Formation of glycerol as by-product of amino acid production by Corynebacterium glutamicum has been observed under certain conditions, but the enzyme(s) involved in its synthesis from glycerol-3-phosphate were not known. It was shown here that cg1700 encodes an enzyme active as a glycerol-3-phosphatase (GPP) hydrolyzing glycerol-3-phosphate to inorganic phosphate and glycerol. GPP was found to be active as a homodimer. The enzyme preferred conditions of neutral pH and requires Mg²⁺ or Mn²⁺ for its activity. GPP dephosphorylated both L- and D-glycerol-3-phosphate with a preference for the D-enantiomer. The maximal activity of GPP was estimated to be 31.1 and 1.7 U mg⁻¹ with K(M) values of 3.8 and 2.9 mM for DL- and L-glycerol-3-phosphate, respectively. For physiological analysis a gpp deletion mutant was constructed and shown to lack the ability to produce detectable glycerol concentrations. Vice versa, gpp overexpression increased glycerol accumulation during growth in fructose minimal medium.
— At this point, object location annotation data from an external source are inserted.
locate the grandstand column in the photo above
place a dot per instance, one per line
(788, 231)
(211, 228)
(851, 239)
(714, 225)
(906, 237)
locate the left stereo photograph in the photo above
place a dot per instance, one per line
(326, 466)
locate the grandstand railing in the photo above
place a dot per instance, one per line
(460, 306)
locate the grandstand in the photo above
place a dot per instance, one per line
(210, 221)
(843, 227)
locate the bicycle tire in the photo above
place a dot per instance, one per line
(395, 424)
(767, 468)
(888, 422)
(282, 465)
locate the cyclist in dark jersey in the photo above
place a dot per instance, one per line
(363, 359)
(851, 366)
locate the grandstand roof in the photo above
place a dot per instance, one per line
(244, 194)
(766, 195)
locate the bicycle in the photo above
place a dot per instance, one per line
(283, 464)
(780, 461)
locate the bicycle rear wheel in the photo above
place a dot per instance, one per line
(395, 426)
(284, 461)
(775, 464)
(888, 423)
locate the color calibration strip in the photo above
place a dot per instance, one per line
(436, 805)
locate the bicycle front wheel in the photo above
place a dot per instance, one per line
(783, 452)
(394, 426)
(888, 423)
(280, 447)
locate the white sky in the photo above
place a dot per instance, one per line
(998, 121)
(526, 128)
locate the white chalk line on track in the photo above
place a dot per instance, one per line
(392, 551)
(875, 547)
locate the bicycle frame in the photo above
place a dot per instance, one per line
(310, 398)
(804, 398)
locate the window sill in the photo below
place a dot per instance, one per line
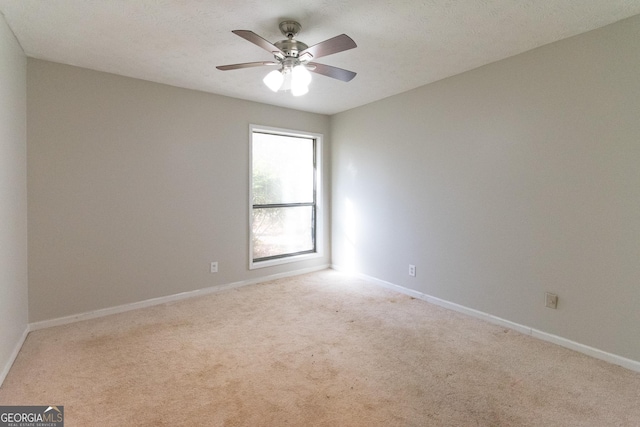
(280, 261)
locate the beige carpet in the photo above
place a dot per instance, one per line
(321, 349)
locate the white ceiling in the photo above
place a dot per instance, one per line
(402, 44)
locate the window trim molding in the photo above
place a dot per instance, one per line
(319, 222)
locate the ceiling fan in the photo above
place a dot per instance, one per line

It has been demonstrated previously that intracellular accumulation of glycerol-3-phosphate is growth inhibitory as shown for a recombinant C. glutamicum strain overproducing glycerokinase and glycerol facilitator genes from E. coli in media containing glycerol. In this strain, overexpression of gpp restored growth in the presence of glycerol as intracellular glycerol-3-phosphate concentrations were reduced to wild-type levels. In C. glutamicum wild type, GPP was shown to be involved in utilization of DL-glycerol-3-phosphate as source of phosphorus, since growth with DL-glycerol-3-phosphate as sole phosphorus source was reduced in the gpp deletion strain whereas it was accelerated upon gpp overexpression. As GPP homologues were found to be encoded in the genomes of many other bacteria, the gpp homologues of Escherichia coli (b2293) and Bacillus subtilis (BSU09240, BSU34970) as well as gpp1 from the plant Arabidosis thaliana were overexpressed in E. coli MG1655 and shown to significantly increase GPP activity.